La Marche des Fourmis

Faisant écho à la « Città idéale del Rinascimento », de Léonard de Vinci, l’urbanisme de dalles voit le jour dans les années 1970 avec le désir de créer un espace fonctionnel. On voit donc se mettre en place une nouvelle organisation urbaine avec une séparation spatiale des fonctions (habiter, travailler, circuler) au sein de la dalle, engendrant deux types de flux : le cheminement piétonnier et la circulation automobile.
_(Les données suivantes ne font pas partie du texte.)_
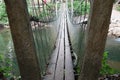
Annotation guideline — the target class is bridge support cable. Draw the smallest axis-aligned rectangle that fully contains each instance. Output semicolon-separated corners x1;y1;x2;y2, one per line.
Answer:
67;0;90;76
27;0;60;76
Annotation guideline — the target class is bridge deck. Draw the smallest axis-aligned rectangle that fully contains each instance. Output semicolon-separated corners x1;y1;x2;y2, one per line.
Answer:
44;3;74;80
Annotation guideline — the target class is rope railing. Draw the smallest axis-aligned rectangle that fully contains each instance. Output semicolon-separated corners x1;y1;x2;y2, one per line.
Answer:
67;0;90;75
27;0;59;77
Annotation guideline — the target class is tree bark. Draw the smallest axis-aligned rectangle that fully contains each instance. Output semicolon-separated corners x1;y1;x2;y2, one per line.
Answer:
79;0;114;80
4;0;41;80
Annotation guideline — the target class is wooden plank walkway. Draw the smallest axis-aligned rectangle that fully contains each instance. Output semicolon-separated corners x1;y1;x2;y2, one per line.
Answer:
44;4;75;80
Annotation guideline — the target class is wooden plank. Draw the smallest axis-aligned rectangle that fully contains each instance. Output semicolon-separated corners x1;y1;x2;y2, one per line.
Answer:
65;17;75;80
55;17;64;80
44;15;63;80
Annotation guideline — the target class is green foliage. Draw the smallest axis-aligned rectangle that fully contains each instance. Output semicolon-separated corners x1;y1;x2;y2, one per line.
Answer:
0;29;19;77
100;52;115;75
0;2;8;24
116;5;120;11
68;1;90;16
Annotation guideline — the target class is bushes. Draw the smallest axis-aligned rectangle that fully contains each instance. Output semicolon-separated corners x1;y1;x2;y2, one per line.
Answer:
68;1;90;16
100;52;116;75
0;2;8;24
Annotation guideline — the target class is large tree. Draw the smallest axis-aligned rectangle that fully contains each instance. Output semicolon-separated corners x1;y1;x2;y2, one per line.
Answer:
79;0;114;80
4;0;41;80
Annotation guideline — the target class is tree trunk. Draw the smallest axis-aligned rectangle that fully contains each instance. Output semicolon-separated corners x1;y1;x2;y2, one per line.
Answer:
79;0;114;80
4;0;41;80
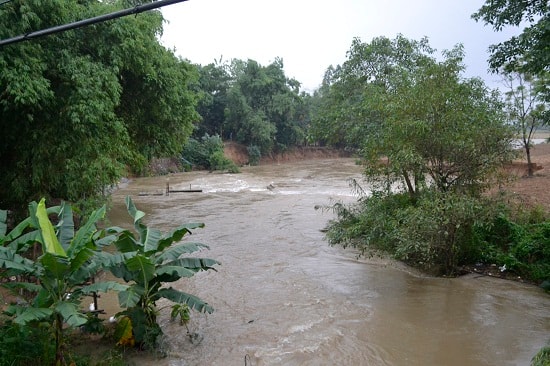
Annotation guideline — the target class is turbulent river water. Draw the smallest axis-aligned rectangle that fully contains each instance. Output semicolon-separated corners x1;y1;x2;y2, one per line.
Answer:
110;159;550;366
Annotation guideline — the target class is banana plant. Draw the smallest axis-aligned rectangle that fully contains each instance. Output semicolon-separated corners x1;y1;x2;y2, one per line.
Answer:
0;199;116;365
86;197;220;346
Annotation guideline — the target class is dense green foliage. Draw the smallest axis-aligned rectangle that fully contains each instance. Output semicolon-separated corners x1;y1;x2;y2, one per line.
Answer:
476;210;550;284
320;36;513;274
0;198;219;365
0;0;198;214
531;346;550;366
327;191;550;284
181;134;239;173
473;0;550;74
505;71;550;176
194;59;308;155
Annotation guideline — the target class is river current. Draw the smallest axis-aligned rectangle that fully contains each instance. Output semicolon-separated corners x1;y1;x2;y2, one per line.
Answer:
110;159;550;366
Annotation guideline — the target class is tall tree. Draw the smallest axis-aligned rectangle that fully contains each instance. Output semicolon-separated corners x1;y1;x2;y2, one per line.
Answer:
472;0;550;74
226;59;305;154
0;0;198;212
314;36;511;198
193;60;231;138
505;71;548;177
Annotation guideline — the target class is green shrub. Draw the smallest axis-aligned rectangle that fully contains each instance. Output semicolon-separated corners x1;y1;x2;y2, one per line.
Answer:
326;191;504;274
246;145;262;165
182;134;239;173
531;346;550;366
0;321;55;366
Les dalles Olympiades et Beaugrenelle à Paris sont conçues sur une volonté d’autonomisation et d’indépendance puisqu’elles offrent le nécessaire à ses habitants : commerces, restaurants, loisirs, logements, écoles... Dans ces espaces, la notion de flux est importante, l’architecture est pensée en relation avec les besoins de la population. On est face à une rationalisation du territoire et de la vie contemporaine de sa population, en effet, on pense une globalité.
Je me suis donc intéressée à ce rythme particulier qu’impose la dalle et ainsi du flux humain qu’elle génère. En me rendant sur celles-ci aux heures de pointe, j’ai établi un protocole : prendre en photo ce flux constant toujours en plongé et en hauteur de manière à n’apercevoir que des individus en mouvement. Puis j’ai retravaillé mes contrastes afin de faire ressortir ce flux tel des masses noires se déplaçant sur un sol blanchâtre. Les protagonistes circulant sur la dalle se trouvent presque non reconnaissable, et comparés d’une certaine manière à des fourmilles, ce qui me permet de mettre en avant cet effet d’affluence.